The Internal Market Bill is set to allow the Westminster government to decide which goods traded from Britain to Northern Ireland are deemed “at risk” of then entering the EU, and therefore being subject to tariffs. 

It will also waive export summary declarations on goods heading in either direction, and make changes to the way the EU’s state aid rules would apply in Northern Ireland.

A spokesperson for No10 said: “We will continue to work with the EU in the Joint Committee to resolve outstanding issues with the Northern Ireland Protocol.

"However, as a responsible Government, we cannot allow the peace process or the UK’s internal market to inadvertently be compromised by unintended consequences of the protocol. 

"The Northern Ireland Protocol was designed as a way of implementing the needs of our exit from the EU in a way that worked for Northern Ireland and in particular for maintaining the Belfast (Good Friday) Agreement, the gains of the Peace Process, and the delicate balance between both communities’ interests.”

They added: “So we are taking limited and reasonable steps to clarify specific elements of the Northern Ireland Protocol in domestic law to remove any ambiguity and to ensure the government is always able to deliver on its commitments to the people of Northern Ireland.

“These limited clarifications deliver on the commitments the Government made in the General Election manifesto, which said 'we will ensure that Northern Ireland’s businesses and producers enjoy unfettered access to the rest of the UK and that in the implementation of our Brexit deal, we maintain and strengthen the integrity and smooth operation of our internal market’.
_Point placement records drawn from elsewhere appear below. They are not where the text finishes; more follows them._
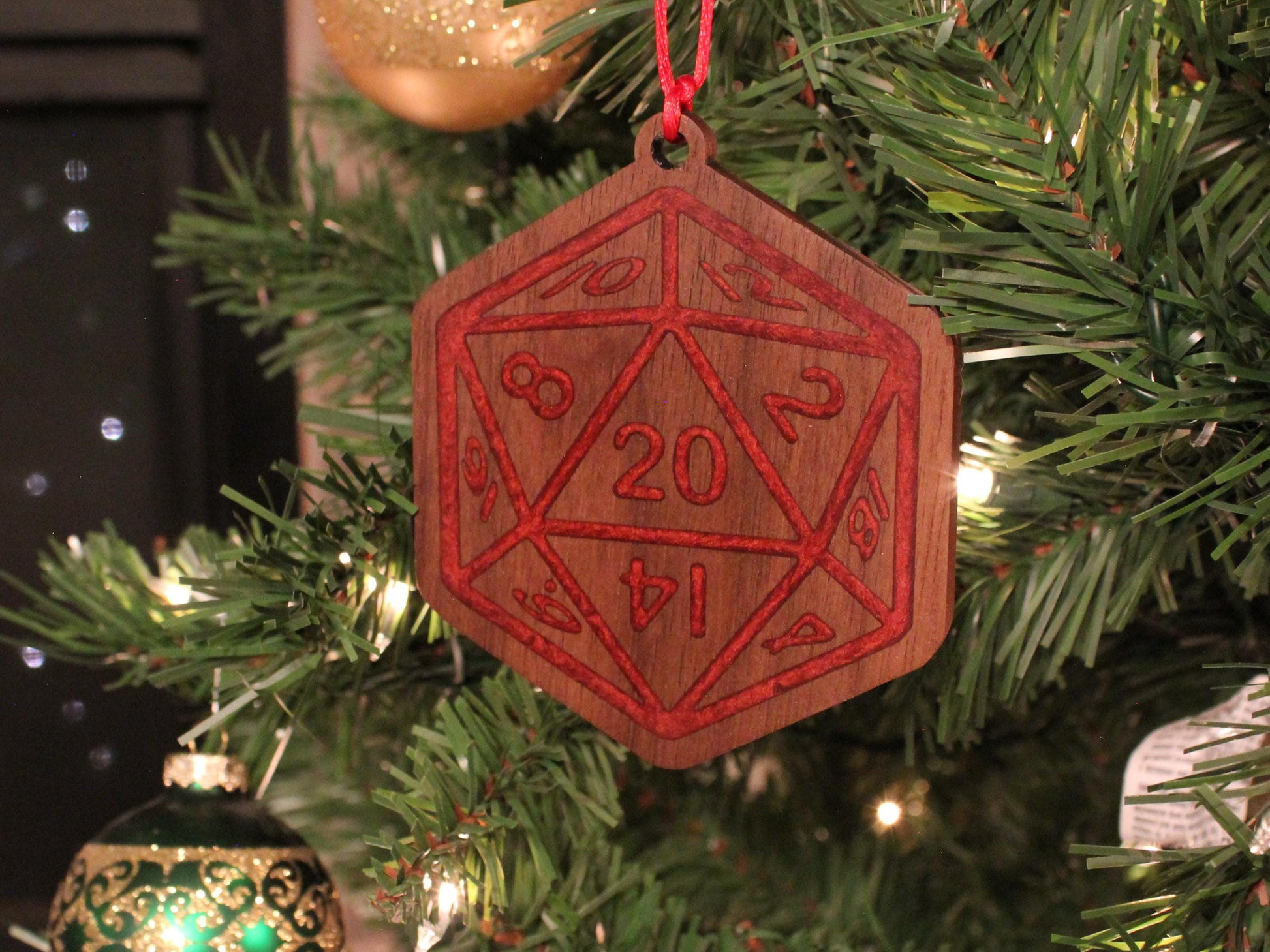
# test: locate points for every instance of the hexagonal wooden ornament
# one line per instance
(683, 461)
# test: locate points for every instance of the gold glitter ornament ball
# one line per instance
(447, 64)
(202, 868)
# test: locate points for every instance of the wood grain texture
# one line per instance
(686, 463)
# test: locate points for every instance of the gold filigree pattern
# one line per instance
(196, 899)
(205, 772)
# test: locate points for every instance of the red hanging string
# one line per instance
(680, 89)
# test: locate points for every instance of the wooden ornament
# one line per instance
(685, 461)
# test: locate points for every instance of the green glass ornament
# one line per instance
(202, 868)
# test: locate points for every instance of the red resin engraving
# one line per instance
(531, 390)
(699, 601)
(718, 465)
(639, 583)
(875, 529)
(628, 484)
(808, 630)
(779, 404)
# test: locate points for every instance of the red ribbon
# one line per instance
(680, 89)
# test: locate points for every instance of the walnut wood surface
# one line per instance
(686, 463)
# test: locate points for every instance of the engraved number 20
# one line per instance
(629, 485)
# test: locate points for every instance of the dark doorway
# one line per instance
(117, 401)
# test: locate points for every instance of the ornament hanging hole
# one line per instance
(695, 146)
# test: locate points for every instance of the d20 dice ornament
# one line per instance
(683, 461)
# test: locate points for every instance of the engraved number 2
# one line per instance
(779, 405)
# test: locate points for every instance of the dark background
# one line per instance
(104, 107)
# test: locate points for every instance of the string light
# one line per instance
(174, 593)
(397, 594)
(890, 812)
(974, 484)
(447, 899)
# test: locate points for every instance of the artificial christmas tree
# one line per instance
(1082, 191)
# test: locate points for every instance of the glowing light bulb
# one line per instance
(395, 597)
(974, 484)
(890, 812)
(447, 898)
(174, 593)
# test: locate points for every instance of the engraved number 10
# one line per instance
(629, 487)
"This was reiterated in the Command Paper published in May.”

But the president of the EU commission, Ursula von der Leyen, warned the UK must adhere to the Withdrawal Agreement in full.
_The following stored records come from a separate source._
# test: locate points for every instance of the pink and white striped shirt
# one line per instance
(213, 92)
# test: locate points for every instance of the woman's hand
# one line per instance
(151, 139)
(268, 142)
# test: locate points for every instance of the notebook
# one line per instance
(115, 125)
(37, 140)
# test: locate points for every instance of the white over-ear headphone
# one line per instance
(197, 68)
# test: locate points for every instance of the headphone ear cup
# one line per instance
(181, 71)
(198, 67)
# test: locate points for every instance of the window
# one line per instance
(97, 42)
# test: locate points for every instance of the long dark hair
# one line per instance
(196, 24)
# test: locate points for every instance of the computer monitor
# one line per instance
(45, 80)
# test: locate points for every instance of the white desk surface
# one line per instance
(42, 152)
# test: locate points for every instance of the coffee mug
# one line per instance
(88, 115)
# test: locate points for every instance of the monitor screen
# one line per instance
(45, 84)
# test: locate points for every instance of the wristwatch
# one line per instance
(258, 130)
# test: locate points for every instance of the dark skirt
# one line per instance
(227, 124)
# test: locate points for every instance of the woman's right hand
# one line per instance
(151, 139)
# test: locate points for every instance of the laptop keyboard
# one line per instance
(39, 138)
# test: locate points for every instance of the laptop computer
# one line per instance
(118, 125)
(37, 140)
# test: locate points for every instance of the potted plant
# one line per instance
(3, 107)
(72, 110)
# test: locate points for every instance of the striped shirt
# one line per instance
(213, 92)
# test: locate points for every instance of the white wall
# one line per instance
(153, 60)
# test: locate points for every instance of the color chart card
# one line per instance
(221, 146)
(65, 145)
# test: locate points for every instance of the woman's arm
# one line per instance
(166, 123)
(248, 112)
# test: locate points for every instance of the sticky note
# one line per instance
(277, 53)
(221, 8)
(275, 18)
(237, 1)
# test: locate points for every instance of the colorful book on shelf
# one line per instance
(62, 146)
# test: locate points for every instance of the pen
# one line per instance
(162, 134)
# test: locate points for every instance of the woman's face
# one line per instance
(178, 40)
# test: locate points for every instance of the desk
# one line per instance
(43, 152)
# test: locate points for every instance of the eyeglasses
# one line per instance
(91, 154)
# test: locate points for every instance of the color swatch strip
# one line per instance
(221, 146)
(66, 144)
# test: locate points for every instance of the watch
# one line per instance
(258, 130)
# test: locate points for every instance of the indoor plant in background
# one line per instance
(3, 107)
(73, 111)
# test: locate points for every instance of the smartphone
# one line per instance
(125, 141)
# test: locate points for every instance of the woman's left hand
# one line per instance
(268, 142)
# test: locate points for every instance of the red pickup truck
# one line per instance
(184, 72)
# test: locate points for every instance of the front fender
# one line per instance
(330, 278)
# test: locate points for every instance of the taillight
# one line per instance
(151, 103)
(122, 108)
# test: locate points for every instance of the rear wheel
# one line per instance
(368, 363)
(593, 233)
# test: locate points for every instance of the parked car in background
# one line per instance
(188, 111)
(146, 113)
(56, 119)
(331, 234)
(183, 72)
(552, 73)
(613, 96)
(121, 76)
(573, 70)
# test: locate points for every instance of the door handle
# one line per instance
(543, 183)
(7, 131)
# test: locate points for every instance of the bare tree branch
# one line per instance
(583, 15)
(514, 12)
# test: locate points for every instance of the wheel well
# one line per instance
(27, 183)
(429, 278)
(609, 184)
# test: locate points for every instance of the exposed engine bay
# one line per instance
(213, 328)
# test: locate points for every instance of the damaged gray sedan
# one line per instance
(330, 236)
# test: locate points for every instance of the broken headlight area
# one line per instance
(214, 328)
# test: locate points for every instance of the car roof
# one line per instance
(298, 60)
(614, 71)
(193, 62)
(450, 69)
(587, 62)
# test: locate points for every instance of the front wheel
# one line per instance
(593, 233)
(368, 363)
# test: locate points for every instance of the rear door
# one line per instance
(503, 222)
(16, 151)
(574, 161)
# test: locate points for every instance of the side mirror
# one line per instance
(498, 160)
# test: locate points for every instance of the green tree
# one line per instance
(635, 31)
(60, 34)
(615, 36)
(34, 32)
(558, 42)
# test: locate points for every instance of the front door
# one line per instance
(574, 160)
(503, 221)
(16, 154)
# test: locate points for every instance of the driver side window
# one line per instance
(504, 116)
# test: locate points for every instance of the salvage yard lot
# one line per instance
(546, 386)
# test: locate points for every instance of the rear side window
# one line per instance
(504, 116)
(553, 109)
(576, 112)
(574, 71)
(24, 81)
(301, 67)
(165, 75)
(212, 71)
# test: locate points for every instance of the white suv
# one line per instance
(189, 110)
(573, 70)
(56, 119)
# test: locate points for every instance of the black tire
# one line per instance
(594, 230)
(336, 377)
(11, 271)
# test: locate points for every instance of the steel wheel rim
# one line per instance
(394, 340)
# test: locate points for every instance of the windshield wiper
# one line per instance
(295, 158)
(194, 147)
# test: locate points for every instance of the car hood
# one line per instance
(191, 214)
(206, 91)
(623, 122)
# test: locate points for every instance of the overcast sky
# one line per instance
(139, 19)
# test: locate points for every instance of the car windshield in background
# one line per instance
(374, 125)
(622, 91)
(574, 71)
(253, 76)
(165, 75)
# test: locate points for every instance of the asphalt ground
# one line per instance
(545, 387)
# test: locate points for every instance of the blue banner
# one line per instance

She tweeted: “I trust the British government to implement the Withdrawal Agreement, an obligation under international law and a prerequisite for any future partnership. Protocol on Ireland/Northern Ireland is essential to protect peace and stability on the island and integrity of the single market.”

And the EU’s chief negotiator Michel Barnier told French radio that honouring the existing protocol was "a pre-condition for confidence between us because everything that has been signed in the past must be respected”.

His spokesman suggested he would walk away from the talks if the UK didn't live up to its commitments, while Ireland’s foreign minister Simon Coveney said abandoning the agreement would be "a very unwise way to proceed”.

But a spokesman for the Prime Minister confirmed: “We are fully committed to implementing the Withdrawal Agreement and the Northern Ireland Protocol.”

It comes after Mr Johnson told European leaders progress must be made in this week’s eighth round of Brexit talks or the Brexit negotiations are heading for no deal.

The spokesman added: "He is clear that we need to make progress this week.

"We can't be in the same position as we are now by the end of the upcoming negotiating round if we are going to reach an agreement in the time available.

"As the PM is setting out today, there needs to be an agreement by the time of the European Council on October 15 if it is going to be in force by the end of the year.

"Reaching a deal at the eleventh hour is not an option."

Mr Johnson has also spoken to the French president Emmanuel Macron on Monday morning, where they discussed Brexit alongside the “shared challenge of illegal small boat crossings” between the two countries.

A Downing Street spokesman said: “On the negotiations to reach a trade deal with the European Union, the Prime Minister and President Macron agreed on the importance of making progress this month and reaching a conclusion on talks quickly.”